In My Time of Dying: How I Came Face-to-Face with the Idea of an Afterlife, by Sebastian Junger

Sebastian Junger is a fine writer, and I encourage you to explore his work. His books include: The Perfect Storm, War, Tribe, and Freedom. My discussion of War is here: https://www.margueritereads.com/home/war-by-sebastian-junger?rq=junger. He immerses himself into his subjects, puts himself into harm’s way again and again, in a search for understanding and truth. In his latest book, harm came to him, unbidden, as he experienced a ruptured abdominal aneurysm, and was brought back from the edge of death by capable doctors. During that event, he encountered his deceased father, offering an invitation to proceed into an unfamiliar, beckoning darkness. He resisted, his physicians worked mightily, and brought him back to life.

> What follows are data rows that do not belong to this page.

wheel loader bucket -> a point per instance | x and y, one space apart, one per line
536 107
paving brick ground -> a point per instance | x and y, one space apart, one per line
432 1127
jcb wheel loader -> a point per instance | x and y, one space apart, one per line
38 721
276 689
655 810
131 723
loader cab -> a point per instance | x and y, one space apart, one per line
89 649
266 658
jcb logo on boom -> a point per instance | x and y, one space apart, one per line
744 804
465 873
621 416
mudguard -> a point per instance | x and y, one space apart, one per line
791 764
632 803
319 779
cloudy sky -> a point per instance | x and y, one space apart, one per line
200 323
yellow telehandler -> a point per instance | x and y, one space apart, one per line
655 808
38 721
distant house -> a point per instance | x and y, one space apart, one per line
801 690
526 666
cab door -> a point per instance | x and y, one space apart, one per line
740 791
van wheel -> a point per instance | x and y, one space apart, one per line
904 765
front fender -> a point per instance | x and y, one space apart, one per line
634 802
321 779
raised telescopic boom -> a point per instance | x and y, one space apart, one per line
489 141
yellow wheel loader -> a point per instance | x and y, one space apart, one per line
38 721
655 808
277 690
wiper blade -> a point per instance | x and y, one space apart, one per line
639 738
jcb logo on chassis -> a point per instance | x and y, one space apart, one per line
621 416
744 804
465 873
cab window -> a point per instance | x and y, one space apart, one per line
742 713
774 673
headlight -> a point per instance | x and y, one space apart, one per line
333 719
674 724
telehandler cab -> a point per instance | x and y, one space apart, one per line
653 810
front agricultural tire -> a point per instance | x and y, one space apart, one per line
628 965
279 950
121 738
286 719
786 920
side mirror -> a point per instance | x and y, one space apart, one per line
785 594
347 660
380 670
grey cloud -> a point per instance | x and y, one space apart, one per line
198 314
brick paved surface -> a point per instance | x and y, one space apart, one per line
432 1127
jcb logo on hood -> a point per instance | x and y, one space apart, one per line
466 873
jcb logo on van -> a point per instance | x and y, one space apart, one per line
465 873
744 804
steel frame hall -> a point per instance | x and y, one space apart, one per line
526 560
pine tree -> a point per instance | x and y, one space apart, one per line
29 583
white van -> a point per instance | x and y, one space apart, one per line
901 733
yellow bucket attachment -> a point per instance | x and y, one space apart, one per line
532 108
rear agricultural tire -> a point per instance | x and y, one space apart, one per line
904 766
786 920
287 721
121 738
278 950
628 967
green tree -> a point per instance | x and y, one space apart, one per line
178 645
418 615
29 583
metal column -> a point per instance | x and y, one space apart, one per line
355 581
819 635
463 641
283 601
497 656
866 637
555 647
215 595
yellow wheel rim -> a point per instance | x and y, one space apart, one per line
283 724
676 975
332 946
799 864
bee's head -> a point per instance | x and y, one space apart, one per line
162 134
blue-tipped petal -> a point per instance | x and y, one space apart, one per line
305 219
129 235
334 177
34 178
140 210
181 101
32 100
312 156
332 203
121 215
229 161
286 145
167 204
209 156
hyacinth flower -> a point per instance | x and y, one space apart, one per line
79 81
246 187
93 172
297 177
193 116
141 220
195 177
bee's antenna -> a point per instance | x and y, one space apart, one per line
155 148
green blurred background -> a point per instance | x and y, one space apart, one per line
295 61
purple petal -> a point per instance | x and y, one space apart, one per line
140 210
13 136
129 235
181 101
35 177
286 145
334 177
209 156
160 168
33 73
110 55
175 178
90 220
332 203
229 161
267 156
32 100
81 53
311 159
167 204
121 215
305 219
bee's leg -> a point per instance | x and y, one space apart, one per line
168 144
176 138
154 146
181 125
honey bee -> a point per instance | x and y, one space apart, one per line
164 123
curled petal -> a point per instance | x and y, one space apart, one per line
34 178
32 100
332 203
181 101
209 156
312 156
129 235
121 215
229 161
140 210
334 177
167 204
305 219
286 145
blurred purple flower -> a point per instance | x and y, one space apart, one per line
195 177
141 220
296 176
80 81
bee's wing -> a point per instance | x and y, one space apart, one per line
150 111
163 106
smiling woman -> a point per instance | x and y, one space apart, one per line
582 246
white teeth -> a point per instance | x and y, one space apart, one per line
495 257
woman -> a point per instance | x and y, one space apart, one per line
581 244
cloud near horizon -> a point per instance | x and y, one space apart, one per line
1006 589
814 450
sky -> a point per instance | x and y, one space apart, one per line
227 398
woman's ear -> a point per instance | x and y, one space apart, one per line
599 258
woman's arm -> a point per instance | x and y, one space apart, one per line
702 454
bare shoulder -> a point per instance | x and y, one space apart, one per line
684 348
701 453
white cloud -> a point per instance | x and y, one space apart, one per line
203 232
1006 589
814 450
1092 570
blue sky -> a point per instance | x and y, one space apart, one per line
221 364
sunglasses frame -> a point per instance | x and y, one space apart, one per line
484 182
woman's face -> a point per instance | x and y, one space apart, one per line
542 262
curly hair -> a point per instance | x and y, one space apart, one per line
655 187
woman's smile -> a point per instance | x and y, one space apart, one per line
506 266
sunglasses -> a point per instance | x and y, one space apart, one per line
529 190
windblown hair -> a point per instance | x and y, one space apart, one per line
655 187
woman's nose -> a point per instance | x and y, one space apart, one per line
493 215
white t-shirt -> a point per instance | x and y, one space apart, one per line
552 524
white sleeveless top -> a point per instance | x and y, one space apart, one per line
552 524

Junger reveals that his father was an atheist and physicist, while his mother was a bit of a woo-woo believer, not tied to any distinct philosophy, but open to any particular belief. Junger’s book is an extended essay to find what science, applied (medicine) and theoretical (physics) has to offer to explain if there is life after death. He carefully examines evidence of Near Death Experiences (NDEs), of both micro and macro level physics, and of the biology of the brain, all seeking some explanation. He is fixated on finding a tangible solution to this problem of knowing. What he finally seems to land on is that love is somehow the most important thing, to love and be loved. I think he has at least part of the solution.

While I am a person of deep faith, Catholic faith, and rest in the deep certainty that God is real, has lovingly created us, endowed us with an intelligence and yearning to know and love Him, and we should choose Him and strive to be with Him forever after this life is ended, I am not an apologist, that is, one who has studied philosophy and theology and can explain the reasoning that leads to the conclusions I accept and believe. I have the gift of faith, which is greater than my gift of intellectual understanding. So, I can offer Junger, and others who are left with an incomplete understanding, writers and thinkers who have a far better ability to explain this, including St. Thomas Acquinas, GK Chesterton, Pope John Paul II, and Pope Benedict XVI. Their ideas on the subject are neatly provided by Joe Herschmeyer, in his Shameless Popery podcast, found here: https://www.catholic.com/audio/sp/how-science-proves-gods-existence. The entire argument can be read or listened to there. Here is a brief conclusion:

“…this is a simple enough, I think, straightforward argument that if the universe is intelligible, if science works, if science is true, if science is able to study the world and make true and accurate predictions about it, that is only true because the universe is intelligible, and we have mind capable of knowing, which are only explicable ultimately on a theistic worldview. They’re only explicable ultimately if there is some kind of divine intelligence that governs the entire world, because a merely chaotic process doesn’t get you intelligibility in the universe, or intelligibility in the human mind.”

Be sure to read the podcast episode to follow how Joe gets to this conclusion, and see if it makes sense to you. In more poetic, beautiful language, Joe quotes Pope John Paul II:

Faith and reason are like two wings on which the human spirit rises to the contemplation of truth. And God has placed in the human heart a desire to know the truth, in a word, to know himself. So that by knowing and loving God, men and women may also come to the fullness of truth about themselves.

Explore life’s meaning with Junger’s book, but know that it is only the very small first step in a lifetime’s quest of learning, searching, and knowing, something your Creator made you to do.